Dans un développement qui soulève des questions sur l’état de la justice et de la démocratie en Turquie, le dirigeant de la principale organisation patronale du pays, Orhan Turan, a été interpellé et inculpé pour avoir émis des critiques envers le système judiciaire. Une action qui fait suite à un discours dans lequel il avait dénoncé certaines pratiques et plaidé pour le respect de l’État de droit.
Le « crime » : critiquer la justice et appeler au dialogue
Selon des sources proches du dossier, M. Turan est accusé de « diffusion de fausses nouvelles » et de « tentative d’influencer » la justice, en lien avec un discours prononcé le 13 février devant son organisation. Des propos dans lesquels il pointait du doigt le « manque de confiance en la justice » comme étant à l’origine de nombreux problèmes du pays.
Parmi les points soulevés figuraient notamment les destitutions controversées de maires d’opposition, en particulier prokurdes, ainsi que la nécessité de respecter l’État de droit.
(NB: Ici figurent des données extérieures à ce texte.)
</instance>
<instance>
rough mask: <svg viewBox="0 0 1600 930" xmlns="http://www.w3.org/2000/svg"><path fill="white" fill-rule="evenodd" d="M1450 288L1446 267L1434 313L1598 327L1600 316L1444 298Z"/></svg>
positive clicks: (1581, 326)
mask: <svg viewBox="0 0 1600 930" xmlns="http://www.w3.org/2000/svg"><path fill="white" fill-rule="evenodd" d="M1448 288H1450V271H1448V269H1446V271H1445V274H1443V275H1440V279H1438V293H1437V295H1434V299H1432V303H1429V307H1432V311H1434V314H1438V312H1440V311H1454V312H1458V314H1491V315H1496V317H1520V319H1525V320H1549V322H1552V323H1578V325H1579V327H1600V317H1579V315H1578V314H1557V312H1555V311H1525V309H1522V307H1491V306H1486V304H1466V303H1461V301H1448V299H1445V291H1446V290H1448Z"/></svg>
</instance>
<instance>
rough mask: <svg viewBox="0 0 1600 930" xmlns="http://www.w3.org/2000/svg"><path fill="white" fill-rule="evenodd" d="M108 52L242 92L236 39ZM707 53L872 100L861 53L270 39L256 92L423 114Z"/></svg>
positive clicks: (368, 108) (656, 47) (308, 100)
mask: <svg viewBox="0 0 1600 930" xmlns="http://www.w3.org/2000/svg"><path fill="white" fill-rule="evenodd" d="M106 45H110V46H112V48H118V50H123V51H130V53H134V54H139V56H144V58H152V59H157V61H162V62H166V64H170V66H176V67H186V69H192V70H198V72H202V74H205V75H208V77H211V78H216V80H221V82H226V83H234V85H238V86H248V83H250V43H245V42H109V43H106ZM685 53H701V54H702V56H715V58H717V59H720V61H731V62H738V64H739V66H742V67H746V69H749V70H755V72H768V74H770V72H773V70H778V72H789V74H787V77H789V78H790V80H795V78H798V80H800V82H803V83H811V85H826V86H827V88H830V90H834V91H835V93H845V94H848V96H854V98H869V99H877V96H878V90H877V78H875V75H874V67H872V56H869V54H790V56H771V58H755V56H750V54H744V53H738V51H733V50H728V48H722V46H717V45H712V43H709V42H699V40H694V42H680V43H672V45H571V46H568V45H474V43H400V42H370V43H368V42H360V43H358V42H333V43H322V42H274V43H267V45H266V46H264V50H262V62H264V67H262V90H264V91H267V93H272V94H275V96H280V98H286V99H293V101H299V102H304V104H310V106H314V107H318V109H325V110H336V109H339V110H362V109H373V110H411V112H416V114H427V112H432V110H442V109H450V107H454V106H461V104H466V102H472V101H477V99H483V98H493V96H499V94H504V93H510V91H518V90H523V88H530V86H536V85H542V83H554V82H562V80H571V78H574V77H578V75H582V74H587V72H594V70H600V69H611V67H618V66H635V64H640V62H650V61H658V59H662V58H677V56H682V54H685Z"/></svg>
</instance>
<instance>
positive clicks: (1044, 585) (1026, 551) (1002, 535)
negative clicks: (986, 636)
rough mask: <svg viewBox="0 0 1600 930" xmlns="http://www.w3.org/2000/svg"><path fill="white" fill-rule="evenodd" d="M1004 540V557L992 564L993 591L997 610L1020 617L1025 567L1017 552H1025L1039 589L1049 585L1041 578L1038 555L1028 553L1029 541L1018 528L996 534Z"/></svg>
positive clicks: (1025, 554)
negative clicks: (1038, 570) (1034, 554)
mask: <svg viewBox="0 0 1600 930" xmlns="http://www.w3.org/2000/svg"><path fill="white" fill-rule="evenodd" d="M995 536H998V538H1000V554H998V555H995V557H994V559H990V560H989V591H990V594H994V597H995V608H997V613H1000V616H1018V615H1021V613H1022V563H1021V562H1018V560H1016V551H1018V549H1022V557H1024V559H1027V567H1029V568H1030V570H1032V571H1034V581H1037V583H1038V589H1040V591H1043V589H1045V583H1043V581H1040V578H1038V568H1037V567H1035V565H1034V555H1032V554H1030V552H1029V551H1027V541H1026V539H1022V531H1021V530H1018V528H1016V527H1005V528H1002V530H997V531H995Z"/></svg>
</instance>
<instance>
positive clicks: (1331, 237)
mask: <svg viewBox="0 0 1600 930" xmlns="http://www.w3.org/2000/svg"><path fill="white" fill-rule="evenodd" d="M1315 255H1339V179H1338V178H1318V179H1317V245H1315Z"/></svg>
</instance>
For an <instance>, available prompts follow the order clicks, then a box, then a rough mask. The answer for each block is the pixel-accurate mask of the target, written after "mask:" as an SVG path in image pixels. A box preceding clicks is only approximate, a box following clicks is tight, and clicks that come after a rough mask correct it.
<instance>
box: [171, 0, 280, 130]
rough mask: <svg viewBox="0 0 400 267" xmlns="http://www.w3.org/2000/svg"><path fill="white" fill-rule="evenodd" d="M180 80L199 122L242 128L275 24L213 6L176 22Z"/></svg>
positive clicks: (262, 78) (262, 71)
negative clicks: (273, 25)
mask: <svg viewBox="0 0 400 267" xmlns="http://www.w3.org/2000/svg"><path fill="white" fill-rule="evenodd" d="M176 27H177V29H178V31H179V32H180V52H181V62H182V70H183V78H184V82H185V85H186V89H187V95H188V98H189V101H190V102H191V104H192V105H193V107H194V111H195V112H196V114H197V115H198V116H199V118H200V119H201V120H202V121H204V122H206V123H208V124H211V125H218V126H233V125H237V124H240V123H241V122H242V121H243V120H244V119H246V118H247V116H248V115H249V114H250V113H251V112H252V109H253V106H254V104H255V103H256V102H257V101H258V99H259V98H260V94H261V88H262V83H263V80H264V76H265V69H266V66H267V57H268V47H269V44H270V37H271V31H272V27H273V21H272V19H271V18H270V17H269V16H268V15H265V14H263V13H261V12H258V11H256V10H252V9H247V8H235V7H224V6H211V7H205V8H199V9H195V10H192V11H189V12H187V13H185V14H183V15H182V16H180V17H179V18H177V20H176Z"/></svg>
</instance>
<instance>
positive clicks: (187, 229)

M. Turan avait aussi évoqué le dialogue récemment initié avec Abdullah Öcalan, leader historique du mouvement kurde armé, estimant que son succès était lié à des avancées démocratiques.
Le pouvoir met en garde les milieux d’affaires
Réagissant à cette interpellation, le président Recep Tayyip Erdogan a adressé une sévère mise en garde à l’organisation patronale Tüsiad que dirige M. Turan. Lors d’un discours musclé, il a martelé que « ceux qui croient sincèrement à l’État de droit doivent être du côté de la loi, pas avec ceux qui soutiennent le terrorisme », accusation régulièrement utilisée pour disqualifier les voix critiques.
Le chef de l’État a aussi sommé l’organisation de rester dans son rôle de représentation des milieux d’affaires, lui intimant de ne pas « provoquer la nation ni les institutions », ni « attaquer le système judiciaire ». « Si vous êtes passionnés de politique, créez un parti ou rejoignez l’opposition », a-t-il encore lancé, traçant une ligne rouge à ne pas franchir.
Procès en vue pour Orhan Turan
Orhan Turan et un de ses cadres, Ömer Aras, ont été emmenés par la police pour comparaître devant un tribunal d’Istanbul, où leur procès devrait bientôt s’ouvrir sur la base des lourdes accusations portées contre eux. Des poursuites qui font craindre un nouveau tour de vis contre la liberté d’expression, dans un contexte de tensions économiques et politiques.
L’état de droit et de la démocratie en question
Cette affaire illustre les difficultés rencontrées par la société civile turque pour faire entendre une voix dissonante et réclamer plus de démocratie, sans risquer des poursuites. L’État de droit et l’indépendance de la justice apparaissent fragilisés, alors que le pays traverse une période économiquement délicate.
Le succès du processus [de dialogue avec les Kurdes] est lié à l’amélioration de l’État de droit et de la vie démocratique (…) L’un ne va pas sans l’autre.
Orhan Turan, dans le discours à l’origine des poursuites
Les enjeux démocratiques soulevés dépassent largement le cas individuel de M. Turan. C’est la capacité de la Turquie à faire vivre un débat pluraliste et contradictoire, indispensable au bon fonctionnement de l’État de droit, qui se trouve questionnée. Un défi de taille pour ce pays à la croisée des chemins entre Europe et Moyen-Orient, tiraillé entre aspirations démocratiques et tentation autoritaire.
Un procès sous haute surveillance
Le procès à venir d’Orhan Turan et de son collaborateur sera donc suivi avec une grande attention, en Turquie comme à l’international. Au-delà de leur cas personnel, c’est la direction que prendra le pays qui se jouera en partie dans ce tribunal. Beaucoup espèrent un signe d’apaisement et d’ouverture, nécessaire pour rétablir la confiance dans les institutions et apaiser les tensions.
Mais le pouvoir semble pour l’instant déterminé à garder la main face à toute velléité de contestation, quitte à durcir le ton. Dans ce bras de fer, l’avenir de la démocratie turque est plus que jamais en jeu. Les prochains mois s’annoncent déterminants pour savoir quel visage présentera la Turquie de demain, entre ouverture et fermeté. Un pays dont l’évolution sera scrutée bien au-delà de ses frontières.